We load into the van and everyone is now excited about our play time at a friends house. Oldest reminds me of all the toys her friend has to play with, and little one, though still rubbing her eye, seems to be enjoying the Christmas music playing on the radio. We'd be OK. A few minutes into our play time - and half a cup of coffee finished - the tears start to fall again from my babe. She's just rubbing the eye and snotting and crying. I look at the eye and it's a little puffy, a little tear filled, goopy maybe. The tears turn into screaming and she appears to be angry or in pain - but because she can't tell me... I'm bouncing, shushing, rocking, and trying to distract. Nothing is working.
She needs me to know what she wants. And all I can think of is... I was really looking forward to having a conversation with my friends today. {hmph}
A call to the pediatrician and further inspection of the eye show that she might have a cut on it, from the balloon string. Which, infuriates me, and makes me frown at my 3 year old. She knows better! And why do they always wait until we are out of the room to pull these shenanigans?! Then came the melt down and screaming when it was time to leave. Even though we talked about this before we got there. She rehearsed the lines, " I promise I will not scream when you say its time to go". Lies. 3 year old lies. So we scramble and tidy up and load up children, gulp down the last drink of now cold coffee, forget the shoes... just get to the van! And inside I'm pouting about my missed conversation time, my needy children, and this cut in the eye that must be seen by a doctor right at 1:40 - the middle of nap time. So we drive home and the van is quiet because I won't let anyone talk, and by now I'm mad. I'm mad about screaming disobedience, balloon strings cutting baby eyes, and even more mad at how selfish I feel at this moment. In my children's moments of greatest need - I fail. I can't pull up the patience. I can't find the well of humility and tenderness. Even when my big girl is saying, "but I'm sorry Mommy". I nod and say "I forgive you", but still feel grumpy.

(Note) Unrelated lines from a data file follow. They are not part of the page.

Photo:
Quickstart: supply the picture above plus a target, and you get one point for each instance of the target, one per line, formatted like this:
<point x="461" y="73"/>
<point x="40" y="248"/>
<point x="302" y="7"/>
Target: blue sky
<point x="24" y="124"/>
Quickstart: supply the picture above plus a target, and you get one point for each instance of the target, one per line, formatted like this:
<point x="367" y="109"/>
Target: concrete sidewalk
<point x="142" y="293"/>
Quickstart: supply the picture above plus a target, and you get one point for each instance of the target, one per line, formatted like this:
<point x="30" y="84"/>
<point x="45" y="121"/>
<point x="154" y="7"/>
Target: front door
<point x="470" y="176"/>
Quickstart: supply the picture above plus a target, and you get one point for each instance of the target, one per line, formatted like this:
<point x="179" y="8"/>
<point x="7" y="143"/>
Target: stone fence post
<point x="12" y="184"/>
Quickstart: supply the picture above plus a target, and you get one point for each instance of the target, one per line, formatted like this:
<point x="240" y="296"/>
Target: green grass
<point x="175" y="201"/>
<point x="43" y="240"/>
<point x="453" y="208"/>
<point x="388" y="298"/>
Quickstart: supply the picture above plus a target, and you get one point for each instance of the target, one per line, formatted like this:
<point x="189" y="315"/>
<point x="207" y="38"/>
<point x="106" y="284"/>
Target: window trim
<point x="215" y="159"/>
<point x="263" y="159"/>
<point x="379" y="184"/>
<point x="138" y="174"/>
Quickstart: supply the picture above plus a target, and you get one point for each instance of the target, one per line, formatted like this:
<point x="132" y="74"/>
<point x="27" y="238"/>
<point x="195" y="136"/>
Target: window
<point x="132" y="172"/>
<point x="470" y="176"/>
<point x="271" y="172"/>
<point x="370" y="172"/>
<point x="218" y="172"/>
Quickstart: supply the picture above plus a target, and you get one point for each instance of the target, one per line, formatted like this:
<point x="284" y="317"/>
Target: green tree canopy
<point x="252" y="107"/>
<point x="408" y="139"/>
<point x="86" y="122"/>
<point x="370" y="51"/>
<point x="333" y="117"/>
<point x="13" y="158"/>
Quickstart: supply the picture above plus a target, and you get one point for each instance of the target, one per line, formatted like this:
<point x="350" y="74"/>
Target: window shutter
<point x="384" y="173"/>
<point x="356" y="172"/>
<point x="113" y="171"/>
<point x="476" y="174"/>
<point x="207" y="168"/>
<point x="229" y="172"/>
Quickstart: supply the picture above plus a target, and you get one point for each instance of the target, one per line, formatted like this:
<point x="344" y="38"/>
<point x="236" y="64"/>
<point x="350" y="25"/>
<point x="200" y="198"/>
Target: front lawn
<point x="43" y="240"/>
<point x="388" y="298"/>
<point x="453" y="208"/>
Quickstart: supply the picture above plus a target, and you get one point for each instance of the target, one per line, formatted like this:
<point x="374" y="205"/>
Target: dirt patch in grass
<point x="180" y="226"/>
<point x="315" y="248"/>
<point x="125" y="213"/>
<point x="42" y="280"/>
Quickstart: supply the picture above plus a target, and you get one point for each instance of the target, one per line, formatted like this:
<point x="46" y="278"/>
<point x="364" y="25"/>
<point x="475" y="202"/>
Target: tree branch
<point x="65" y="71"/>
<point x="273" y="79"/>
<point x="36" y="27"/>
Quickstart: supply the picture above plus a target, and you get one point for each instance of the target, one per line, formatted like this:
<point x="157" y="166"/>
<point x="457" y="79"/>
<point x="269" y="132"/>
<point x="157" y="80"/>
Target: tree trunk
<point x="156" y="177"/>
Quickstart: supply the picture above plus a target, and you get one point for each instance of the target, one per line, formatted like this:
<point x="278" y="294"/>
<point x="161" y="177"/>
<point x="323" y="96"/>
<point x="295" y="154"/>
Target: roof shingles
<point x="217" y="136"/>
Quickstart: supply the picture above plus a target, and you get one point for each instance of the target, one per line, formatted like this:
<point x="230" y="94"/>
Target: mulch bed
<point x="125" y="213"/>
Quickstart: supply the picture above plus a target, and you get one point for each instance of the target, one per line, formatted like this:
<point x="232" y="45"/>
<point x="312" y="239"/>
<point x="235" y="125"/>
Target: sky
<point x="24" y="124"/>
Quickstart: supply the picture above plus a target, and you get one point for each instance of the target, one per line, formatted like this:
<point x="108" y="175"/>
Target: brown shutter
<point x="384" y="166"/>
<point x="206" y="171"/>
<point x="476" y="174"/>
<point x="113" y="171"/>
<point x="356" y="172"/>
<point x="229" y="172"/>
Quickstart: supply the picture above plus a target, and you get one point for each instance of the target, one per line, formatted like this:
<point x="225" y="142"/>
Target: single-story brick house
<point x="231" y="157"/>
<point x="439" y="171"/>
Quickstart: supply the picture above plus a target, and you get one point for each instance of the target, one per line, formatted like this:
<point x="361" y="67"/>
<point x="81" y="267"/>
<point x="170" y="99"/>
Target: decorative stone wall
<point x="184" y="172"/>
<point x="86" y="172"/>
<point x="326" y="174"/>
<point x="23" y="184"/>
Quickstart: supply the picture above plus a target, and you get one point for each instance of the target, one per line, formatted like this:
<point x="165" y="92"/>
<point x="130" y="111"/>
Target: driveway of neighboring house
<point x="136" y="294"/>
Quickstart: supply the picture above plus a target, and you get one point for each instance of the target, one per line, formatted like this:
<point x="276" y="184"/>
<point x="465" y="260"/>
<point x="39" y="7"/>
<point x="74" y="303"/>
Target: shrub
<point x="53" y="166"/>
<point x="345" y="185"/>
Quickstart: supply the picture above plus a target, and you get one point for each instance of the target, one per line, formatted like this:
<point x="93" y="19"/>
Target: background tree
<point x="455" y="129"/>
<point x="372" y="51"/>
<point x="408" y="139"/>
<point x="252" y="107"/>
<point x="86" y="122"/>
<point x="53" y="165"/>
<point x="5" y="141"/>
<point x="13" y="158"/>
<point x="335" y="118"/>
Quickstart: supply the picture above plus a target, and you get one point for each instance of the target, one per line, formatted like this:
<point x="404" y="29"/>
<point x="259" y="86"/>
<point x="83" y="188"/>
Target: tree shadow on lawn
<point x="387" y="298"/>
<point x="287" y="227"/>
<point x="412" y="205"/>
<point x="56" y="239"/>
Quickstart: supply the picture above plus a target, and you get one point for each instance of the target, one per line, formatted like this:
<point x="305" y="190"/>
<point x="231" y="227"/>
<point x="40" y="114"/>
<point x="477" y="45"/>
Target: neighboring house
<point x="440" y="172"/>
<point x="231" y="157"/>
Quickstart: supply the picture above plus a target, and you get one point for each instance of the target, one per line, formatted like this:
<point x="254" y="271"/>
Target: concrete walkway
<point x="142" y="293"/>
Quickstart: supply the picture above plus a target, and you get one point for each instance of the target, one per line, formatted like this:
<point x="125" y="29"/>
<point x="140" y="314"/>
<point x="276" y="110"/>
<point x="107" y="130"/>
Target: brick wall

In 20 minutes I'll wake them both back up. A measly hour nap for the littlest {normally 3 to 4}, and.. yep, the oldest is still over there awake in her bed. So, no nap for her. I already dread the drive, the waiting room, the doctor prodding into the 18 month old eye.

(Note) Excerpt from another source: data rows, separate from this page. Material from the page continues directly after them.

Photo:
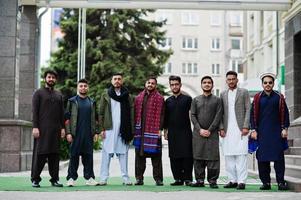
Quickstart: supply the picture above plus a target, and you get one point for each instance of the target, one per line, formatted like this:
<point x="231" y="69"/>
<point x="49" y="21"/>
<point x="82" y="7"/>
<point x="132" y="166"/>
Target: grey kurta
<point x="206" y="112"/>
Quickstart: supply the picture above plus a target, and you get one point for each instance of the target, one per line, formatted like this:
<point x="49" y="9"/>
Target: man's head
<point x="117" y="80"/>
<point x="151" y="84"/>
<point x="175" y="84"/>
<point x="267" y="81"/>
<point x="50" y="77"/>
<point x="207" y="84"/>
<point x="231" y="79"/>
<point x="82" y="87"/>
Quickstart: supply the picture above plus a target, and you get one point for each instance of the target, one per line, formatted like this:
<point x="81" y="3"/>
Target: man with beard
<point x="48" y="127"/>
<point x="148" y="123"/>
<point x="206" y="112"/>
<point x="177" y="130"/>
<point x="81" y="127"/>
<point x="234" y="129"/>
<point x="116" y="128"/>
<point x="269" y="127"/>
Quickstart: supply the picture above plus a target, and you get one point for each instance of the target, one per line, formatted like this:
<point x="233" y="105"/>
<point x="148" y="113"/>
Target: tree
<point x="117" y="41"/>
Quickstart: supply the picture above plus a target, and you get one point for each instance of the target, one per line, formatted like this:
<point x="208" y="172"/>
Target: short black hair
<point x="117" y="74"/>
<point x="207" y="77"/>
<point x="152" y="77"/>
<point x="231" y="73"/>
<point x="50" y="71"/>
<point x="83" y="80"/>
<point x="174" y="78"/>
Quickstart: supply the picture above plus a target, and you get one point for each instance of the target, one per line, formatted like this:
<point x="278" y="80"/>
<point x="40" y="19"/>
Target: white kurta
<point x="234" y="143"/>
<point x="113" y="142"/>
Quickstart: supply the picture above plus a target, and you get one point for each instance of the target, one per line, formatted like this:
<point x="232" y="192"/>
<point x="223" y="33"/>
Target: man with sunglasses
<point x="269" y="123"/>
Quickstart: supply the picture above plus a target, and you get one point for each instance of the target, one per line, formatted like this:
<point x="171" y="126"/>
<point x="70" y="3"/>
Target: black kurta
<point x="177" y="122"/>
<point x="48" y="117"/>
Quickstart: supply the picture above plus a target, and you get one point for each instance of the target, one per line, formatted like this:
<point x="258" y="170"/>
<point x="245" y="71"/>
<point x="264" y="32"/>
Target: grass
<point x="114" y="184"/>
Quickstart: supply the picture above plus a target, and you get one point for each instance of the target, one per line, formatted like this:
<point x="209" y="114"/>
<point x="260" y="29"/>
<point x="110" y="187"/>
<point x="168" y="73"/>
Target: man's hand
<point x="69" y="138"/>
<point x="35" y="133"/>
<point x="245" y="131"/>
<point x="254" y="135"/>
<point x="103" y="134"/>
<point x="63" y="133"/>
<point x="165" y="134"/>
<point x="284" y="133"/>
<point x="95" y="138"/>
<point x="222" y="133"/>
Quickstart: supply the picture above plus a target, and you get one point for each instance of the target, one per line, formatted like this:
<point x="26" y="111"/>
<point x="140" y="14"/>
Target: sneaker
<point x="70" y="182"/>
<point x="91" y="182"/>
<point x="102" y="183"/>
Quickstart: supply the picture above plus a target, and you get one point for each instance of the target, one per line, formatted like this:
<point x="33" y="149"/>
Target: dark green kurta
<point x="206" y="112"/>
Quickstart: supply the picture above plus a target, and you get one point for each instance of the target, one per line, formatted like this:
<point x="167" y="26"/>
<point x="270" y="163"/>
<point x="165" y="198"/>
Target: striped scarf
<point x="151" y="135"/>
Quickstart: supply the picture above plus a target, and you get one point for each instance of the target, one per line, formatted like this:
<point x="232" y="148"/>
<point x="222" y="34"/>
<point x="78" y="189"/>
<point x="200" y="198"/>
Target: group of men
<point x="122" y="120"/>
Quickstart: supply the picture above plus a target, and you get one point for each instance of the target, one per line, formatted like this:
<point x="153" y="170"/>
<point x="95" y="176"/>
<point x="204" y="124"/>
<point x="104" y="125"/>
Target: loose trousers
<point x="264" y="169"/>
<point x="105" y="166"/>
<point x="140" y="165"/>
<point x="87" y="160"/>
<point x="213" y="169"/>
<point x="236" y="168"/>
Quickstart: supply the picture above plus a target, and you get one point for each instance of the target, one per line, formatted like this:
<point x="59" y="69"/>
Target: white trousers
<point x="105" y="166"/>
<point x="236" y="168"/>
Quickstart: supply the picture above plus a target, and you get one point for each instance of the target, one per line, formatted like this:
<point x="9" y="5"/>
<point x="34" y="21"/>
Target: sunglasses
<point x="270" y="82"/>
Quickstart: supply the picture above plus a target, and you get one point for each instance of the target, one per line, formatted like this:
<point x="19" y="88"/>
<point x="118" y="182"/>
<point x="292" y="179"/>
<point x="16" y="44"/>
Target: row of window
<point x="193" y="18"/>
<point x="191" y="43"/>
<point x="189" y="68"/>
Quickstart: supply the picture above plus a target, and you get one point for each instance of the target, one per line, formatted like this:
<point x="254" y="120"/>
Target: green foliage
<point x="116" y="41"/>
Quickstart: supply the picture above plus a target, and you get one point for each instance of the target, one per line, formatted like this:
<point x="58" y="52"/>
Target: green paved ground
<point x="114" y="184"/>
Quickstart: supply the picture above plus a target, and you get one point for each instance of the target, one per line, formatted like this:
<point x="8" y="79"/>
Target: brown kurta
<point x="206" y="112"/>
<point x="48" y="116"/>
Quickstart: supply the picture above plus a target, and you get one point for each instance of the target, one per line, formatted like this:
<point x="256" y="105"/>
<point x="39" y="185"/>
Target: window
<point x="215" y="19"/>
<point x="235" y="43"/>
<point x="189" y="43"/>
<point x="162" y="16"/>
<point x="235" y="19"/>
<point x="189" y="18"/>
<point x="215" y="69"/>
<point x="237" y="66"/>
<point x="190" y="68"/>
<point x="215" y="44"/>
<point x="167" y="68"/>
<point x="166" y="44"/>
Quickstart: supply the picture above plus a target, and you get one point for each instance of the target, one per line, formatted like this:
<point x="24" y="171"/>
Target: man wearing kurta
<point x="269" y="123"/>
<point x="81" y="128"/>
<point x="177" y="130"/>
<point x="234" y="129"/>
<point x="116" y="128"/>
<point x="206" y="112"/>
<point x="148" y="123"/>
<point x="48" y="128"/>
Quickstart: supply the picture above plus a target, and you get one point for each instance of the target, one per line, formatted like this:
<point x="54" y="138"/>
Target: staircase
<point x="292" y="159"/>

And yet, strangely, I wouldn't change this for anything. I have so much to learn. And these children are part of my refining. They were made for me. I can choose to have joy, and keep on giving, and have a good attitude and fish up more mercy... because it's already been given to me. And this selfish ache in my heart is a choice. I can focus on myself or I can focus on Christ, on truth, on the need of the now. So I'm trying. I'm fighting for it and I won't give up - because these babies are worth it and ultimately my savior is worth it. So I fight. Not with a sword but with my heart - it's deceitful and it thinks today is all about me.
On days like today I'm so thankful that I know this story of life has a happy ending, for those who know Him. In the meantime... pray for my wee one, her eye, and that some miraculous healing happened during her puny little nap?